Another area that may be of concern for on-demand pay arrangements was highlighted in a recent PayrollOrg post on the subject that explains “the concept of EWA raises many questions for employers, including when the actual date of payment occurs for employment tax withholding, depositing, and reporting purposes.”
Treasury’s tax clarification proposal
Regarding tax withholding, depositing, and reporting, the Treasury’s fiscal year (FY) 2025 proposal aims to address potential issues around EWA and “constructive receipt,” which Heebner explains “is a tax and accounting concept that states income is taxable to a person when they have ‘constructively received’ the funds” under 26 C.F.R. § 1.451-2.
The proposal would amend Code Sec. 7701 to provide a definition of an on-demand pay arrangement and also Code Sec. 3401(b) to provide that the payroll period for EWA is treated as a weekly payroll period, even if employees have access to their wages during the week. It would also clarify that on-demand pay arrangements are not loans for federal tax purposes and amend Code Sec. 6302 to provide special payroll deposit rules for EWA.
Despite the absence of any federal legislation to address the Treasury’s concern on EWA and constructive receipt, some tax professionals believe the proposal should be adhered to as if it was the required process. In a 2023 Payroll Update article , Tim Daum, a managing director at Crowe LLP’s National Tax Services, said that the proposal “should put employers on notice that that’s the way the IRS views things.”
Other federal and state EWA proposals
On the consumer front, the House Financial Committee advanced a bill that would create a transparent regulatory framework for EWA products that ensures consumers are not assessed mandatory or hidden fees while also mandating numerous disclosures.

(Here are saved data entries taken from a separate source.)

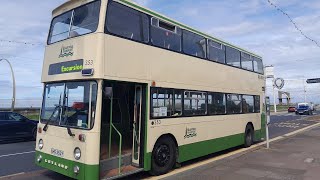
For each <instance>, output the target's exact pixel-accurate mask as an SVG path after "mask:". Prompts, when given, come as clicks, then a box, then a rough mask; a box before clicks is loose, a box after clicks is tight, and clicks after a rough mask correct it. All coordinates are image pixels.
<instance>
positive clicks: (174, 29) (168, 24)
mask: <svg viewBox="0 0 320 180" xmlns="http://www.w3.org/2000/svg"><path fill="white" fill-rule="evenodd" d="M151 25H152V26H151V43H152V44H153V45H155V46H158V47H162V48H165V49H169V50H173V51H178V52H180V51H181V29H180V28H179V27H177V26H174V25H171V24H169V23H166V22H163V21H161V20H159V19H156V18H152V19H151Z"/></svg>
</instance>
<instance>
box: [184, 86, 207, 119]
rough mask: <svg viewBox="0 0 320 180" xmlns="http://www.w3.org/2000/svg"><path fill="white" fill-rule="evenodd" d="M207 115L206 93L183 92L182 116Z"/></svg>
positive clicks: (191, 91) (193, 91) (186, 91)
mask: <svg viewBox="0 0 320 180" xmlns="http://www.w3.org/2000/svg"><path fill="white" fill-rule="evenodd" d="M205 114H207V105H206V93H204V92H194V91H186V92H184V115H186V116H194V115H205Z"/></svg>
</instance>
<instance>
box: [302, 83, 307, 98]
mask: <svg viewBox="0 0 320 180" xmlns="http://www.w3.org/2000/svg"><path fill="white" fill-rule="evenodd" d="M302 81H303V91H304V102H305V103H306V102H307V90H306V81H305V80H302Z"/></svg>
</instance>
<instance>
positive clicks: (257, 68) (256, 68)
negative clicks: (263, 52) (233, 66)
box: [253, 57, 263, 74]
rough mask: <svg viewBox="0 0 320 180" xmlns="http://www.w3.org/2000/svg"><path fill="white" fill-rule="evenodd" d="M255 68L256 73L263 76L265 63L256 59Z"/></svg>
mask: <svg viewBox="0 0 320 180" xmlns="http://www.w3.org/2000/svg"><path fill="white" fill-rule="evenodd" d="M253 68H254V71H255V72H258V73H260V74H263V63H262V60H261V59H259V58H256V57H255V58H254V59H253Z"/></svg>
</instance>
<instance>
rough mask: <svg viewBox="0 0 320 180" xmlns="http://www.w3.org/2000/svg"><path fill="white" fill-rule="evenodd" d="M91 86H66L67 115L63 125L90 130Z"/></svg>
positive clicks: (85, 84) (81, 85) (66, 114)
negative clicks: (88, 124) (89, 105)
mask: <svg viewBox="0 0 320 180" xmlns="http://www.w3.org/2000/svg"><path fill="white" fill-rule="evenodd" d="M89 92H90V85H89V84H87V83H68V84H66V103H65V104H66V105H67V107H66V113H64V115H65V120H67V122H63V124H66V125H71V126H74V127H82V128H88V114H89V104H90V103H89V102H90V94H91V93H89Z"/></svg>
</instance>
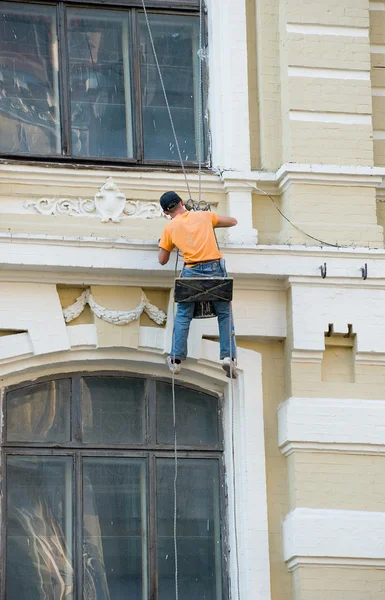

The “Earned Wage Access Consumer Protection Act (H.R. 7428) would also set requirements for EWA providers to establish dispute resolution procedures and certain notification requirements.
Without any current federal oversight on EWA, several states are either considering or have already taken action on the topic. “Other states may be waiting to see what, if anything, happens at a federal level or may be looking to see what California publishes before proposing additional bills in the respective states’ House or Senate,” Heebner noted.
California’s Department of Financial Protection and Innovation (DFPI) proposed new regulations last year that would update the definition of loan to include “income-based advances” or EWA. The DFPI modified the proposed regulations in November 2023 and the Consumer Financial Protection Bureau (CFPB) submitted a comment letter later than month agreeing with the idea of classifying EWA as loans and requiring on-demand pay providers to register with the state.
Although other states are considering similar measures, Heebner believes “California’s decision will likely shape how other states approach the issue.” She also anticipates increased activity in legislative and regulatory areas. “Regulation is imperative in the fintech industry as a whole in order to protect consumers, however, it must be done in a way that leaves room for innovation,” Heebner added.
She advises employers and providers to stay updated on state legislation regarding EWA as it may vary from state to state, similar to minimum wage laws. So far, passed EWA legislation has only imposed requirements on providers, not employers. “However, employers should still be knowledgeable of what can and cannot be provided within the state,” Heebner concluded.